That's kind of what some states did with the hunter safety courses and I guess they have bow hunter education classes now. Il, for example, required anybody under a certain age getting their first hunting license to pass a hunter safety course. Indiana is similar. I considered hunting Kentucky this year and below a certain age they require evidence of having passed a hunter safety or bow hunter ed course.

I'm old enough that no state I hunt in has picked on me, although, I took my kids through a hunter safety course when they were young. I had to be there anyway so I took the course with them.

When we took the course it was as much about how to not get lost and freeze to death as anything else. The city folks who watch a TV show and head for the woods could be headed for real trouble without some instruction. That's not for the deer. It's for their safety, the safety of the rescue workers and tax payers who pay them. Of course another solution is just to let folks know that if they get themselves in, they have to get themselves out. That's simple enough.


----------



## Stone Bridge (May 20, 2013)

We all read and add to these threads for reasons of our own. Mostly when I see a running wreck like this one, I start looking for literary gold - you know, funny stuff. Bigjono's last sentence ends with, "in 20 years this whole debate may be over, even if this thread isn't."

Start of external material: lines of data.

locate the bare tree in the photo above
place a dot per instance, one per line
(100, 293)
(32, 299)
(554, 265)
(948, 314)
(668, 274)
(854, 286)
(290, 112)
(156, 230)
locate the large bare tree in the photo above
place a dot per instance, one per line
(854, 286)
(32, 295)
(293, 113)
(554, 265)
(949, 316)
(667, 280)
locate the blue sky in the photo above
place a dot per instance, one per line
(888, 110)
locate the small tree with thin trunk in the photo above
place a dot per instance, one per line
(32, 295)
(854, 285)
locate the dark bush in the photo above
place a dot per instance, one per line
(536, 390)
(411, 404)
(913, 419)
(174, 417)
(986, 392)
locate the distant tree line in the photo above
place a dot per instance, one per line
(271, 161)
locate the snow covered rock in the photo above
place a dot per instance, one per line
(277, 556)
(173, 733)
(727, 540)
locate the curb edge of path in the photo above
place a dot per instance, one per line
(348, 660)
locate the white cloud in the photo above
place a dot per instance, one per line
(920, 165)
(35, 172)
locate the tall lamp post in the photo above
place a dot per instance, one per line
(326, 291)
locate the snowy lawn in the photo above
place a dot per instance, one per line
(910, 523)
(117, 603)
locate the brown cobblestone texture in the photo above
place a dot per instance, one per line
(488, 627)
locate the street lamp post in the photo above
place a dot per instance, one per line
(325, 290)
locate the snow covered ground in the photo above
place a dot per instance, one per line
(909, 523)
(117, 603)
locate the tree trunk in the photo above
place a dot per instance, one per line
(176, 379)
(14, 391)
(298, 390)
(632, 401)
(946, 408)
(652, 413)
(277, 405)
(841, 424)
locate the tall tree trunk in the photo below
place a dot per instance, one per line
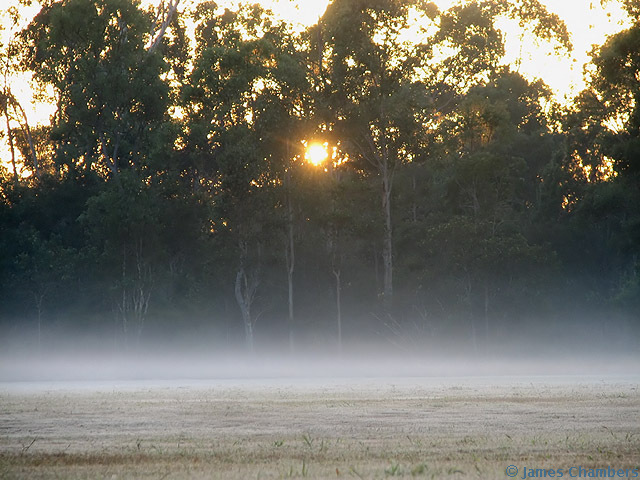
(387, 241)
(24, 125)
(243, 297)
(290, 259)
(336, 274)
(245, 290)
(12, 147)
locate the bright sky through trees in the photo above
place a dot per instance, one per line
(588, 21)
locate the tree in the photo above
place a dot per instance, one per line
(111, 100)
(383, 93)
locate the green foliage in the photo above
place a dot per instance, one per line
(172, 184)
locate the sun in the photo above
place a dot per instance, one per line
(316, 154)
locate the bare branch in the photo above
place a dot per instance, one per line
(163, 19)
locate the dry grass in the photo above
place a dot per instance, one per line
(418, 428)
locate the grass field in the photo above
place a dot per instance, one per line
(459, 427)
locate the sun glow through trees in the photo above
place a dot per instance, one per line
(316, 154)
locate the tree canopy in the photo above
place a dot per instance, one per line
(172, 193)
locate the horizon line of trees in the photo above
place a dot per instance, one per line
(171, 194)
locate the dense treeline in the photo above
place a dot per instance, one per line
(173, 195)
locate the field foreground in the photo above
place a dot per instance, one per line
(341, 428)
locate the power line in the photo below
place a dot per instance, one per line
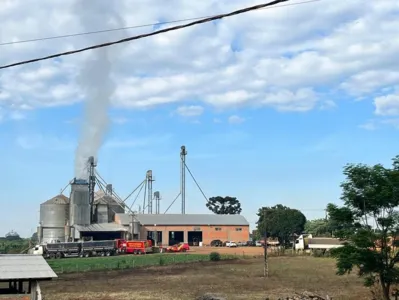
(206, 20)
(129, 27)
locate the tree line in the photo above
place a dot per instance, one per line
(367, 222)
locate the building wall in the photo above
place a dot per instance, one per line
(209, 232)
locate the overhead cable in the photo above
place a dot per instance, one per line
(129, 27)
(206, 20)
(192, 176)
(134, 190)
(172, 203)
(137, 196)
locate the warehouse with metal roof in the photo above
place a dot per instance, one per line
(195, 229)
(22, 273)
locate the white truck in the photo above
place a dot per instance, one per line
(306, 242)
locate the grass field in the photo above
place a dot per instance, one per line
(235, 279)
(76, 265)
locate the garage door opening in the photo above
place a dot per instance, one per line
(151, 237)
(194, 238)
(176, 237)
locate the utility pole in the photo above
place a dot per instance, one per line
(149, 186)
(266, 263)
(183, 154)
(92, 184)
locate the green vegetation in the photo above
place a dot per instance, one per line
(318, 228)
(370, 195)
(224, 205)
(281, 222)
(74, 265)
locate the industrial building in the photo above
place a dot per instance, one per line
(102, 215)
(194, 229)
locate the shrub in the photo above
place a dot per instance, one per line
(214, 256)
(161, 261)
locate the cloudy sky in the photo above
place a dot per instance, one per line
(270, 104)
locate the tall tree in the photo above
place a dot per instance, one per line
(224, 205)
(281, 222)
(369, 193)
(318, 227)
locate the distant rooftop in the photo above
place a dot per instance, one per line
(59, 199)
(24, 266)
(187, 219)
(102, 227)
(325, 241)
(101, 198)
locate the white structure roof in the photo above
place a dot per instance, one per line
(24, 266)
(186, 219)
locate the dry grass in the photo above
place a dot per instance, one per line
(240, 279)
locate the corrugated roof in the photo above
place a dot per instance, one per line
(101, 197)
(325, 241)
(187, 219)
(103, 227)
(24, 266)
(59, 199)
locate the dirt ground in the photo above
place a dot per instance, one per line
(239, 279)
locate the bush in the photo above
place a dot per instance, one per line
(161, 261)
(214, 256)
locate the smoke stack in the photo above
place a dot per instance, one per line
(95, 79)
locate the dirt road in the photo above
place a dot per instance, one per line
(240, 279)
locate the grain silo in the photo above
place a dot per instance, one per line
(54, 215)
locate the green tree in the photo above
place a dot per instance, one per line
(224, 205)
(34, 238)
(369, 193)
(281, 222)
(318, 227)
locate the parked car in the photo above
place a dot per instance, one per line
(251, 243)
(216, 243)
(231, 244)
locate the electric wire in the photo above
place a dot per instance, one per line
(172, 203)
(63, 190)
(145, 194)
(131, 27)
(192, 176)
(105, 183)
(134, 190)
(137, 196)
(201, 21)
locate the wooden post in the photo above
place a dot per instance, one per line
(266, 264)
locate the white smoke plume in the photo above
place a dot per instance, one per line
(95, 79)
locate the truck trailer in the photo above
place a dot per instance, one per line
(138, 247)
(79, 249)
(308, 243)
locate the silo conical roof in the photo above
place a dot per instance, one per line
(59, 199)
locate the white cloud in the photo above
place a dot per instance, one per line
(137, 142)
(234, 119)
(339, 48)
(190, 111)
(369, 125)
(387, 105)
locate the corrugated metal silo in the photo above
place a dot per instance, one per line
(79, 209)
(54, 215)
(102, 213)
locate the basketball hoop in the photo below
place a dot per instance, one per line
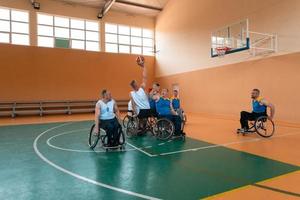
(221, 51)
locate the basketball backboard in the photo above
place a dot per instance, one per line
(234, 38)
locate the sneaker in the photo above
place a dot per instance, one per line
(243, 130)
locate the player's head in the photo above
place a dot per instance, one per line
(106, 94)
(164, 93)
(156, 87)
(134, 85)
(175, 93)
(140, 60)
(255, 93)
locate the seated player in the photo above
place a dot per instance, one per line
(130, 110)
(106, 117)
(138, 96)
(176, 104)
(259, 108)
(165, 109)
(153, 96)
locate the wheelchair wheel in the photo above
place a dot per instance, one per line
(132, 127)
(93, 138)
(264, 127)
(122, 137)
(164, 129)
(125, 121)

Now I found that funny and the only reason I read this crap in the first place.


----------



## LBR (Jan 1, 2004)

> Give everybody who wants to or needs to hunt public land a standardized course and rudimentary skills test and see what happens.
> For the experienced, it a mild annoyance, for the novice, it can make a difference.



How about letting those of us who actually hunt decide? At worst, make it voluntary and you pay your own way. I already pay taxes to support public land.

My dad didn't roam the woods with me--he was busy trying to make a living, and never bowhunted at all. Somehow I've managed not only to bowhunt (and kill deer, pig, grouse, rabbit, squirrel, fox, etc.) but run a sucessful archery business, be involved with the top bowstring material manufacturer in the world, be involved with the fastest-growing archery-based sport in the country (NASP) in a few different ways, put two instructional DVD's on the market,...even have quite a few plaques and trophies on the wall...and I never once had to pass a proficiency test or have someone else who never has or never will accomplish a fraction of what I have in the sport tell me what to do. God played a major role in all of this, and the gov't did not--keeping the gov't out as much as possible has made things go consideraly better for me, IMO.


----------



## MGF (Oct 27, 2012)

Viper1 said:


> MGF -
> 
> Think about it for a minute.
> How do you separate the guys like you who grew up tromping the woods with their dads from the guys who grew up in the big city and only saw trees in a park, but for some reason want to hunt?
> ...



I see a couple of problems.

First, many of the people who get themselves in trouble in the outdoors aren't hunters at all. They're hikers and bikers and bird watchers and whatever. As much as anyone, they would benefit from what I saw taught in the Il hunter safety course but I don't hear any talk of requiring them to take a course or test before they head out for a hike. They don't need a license.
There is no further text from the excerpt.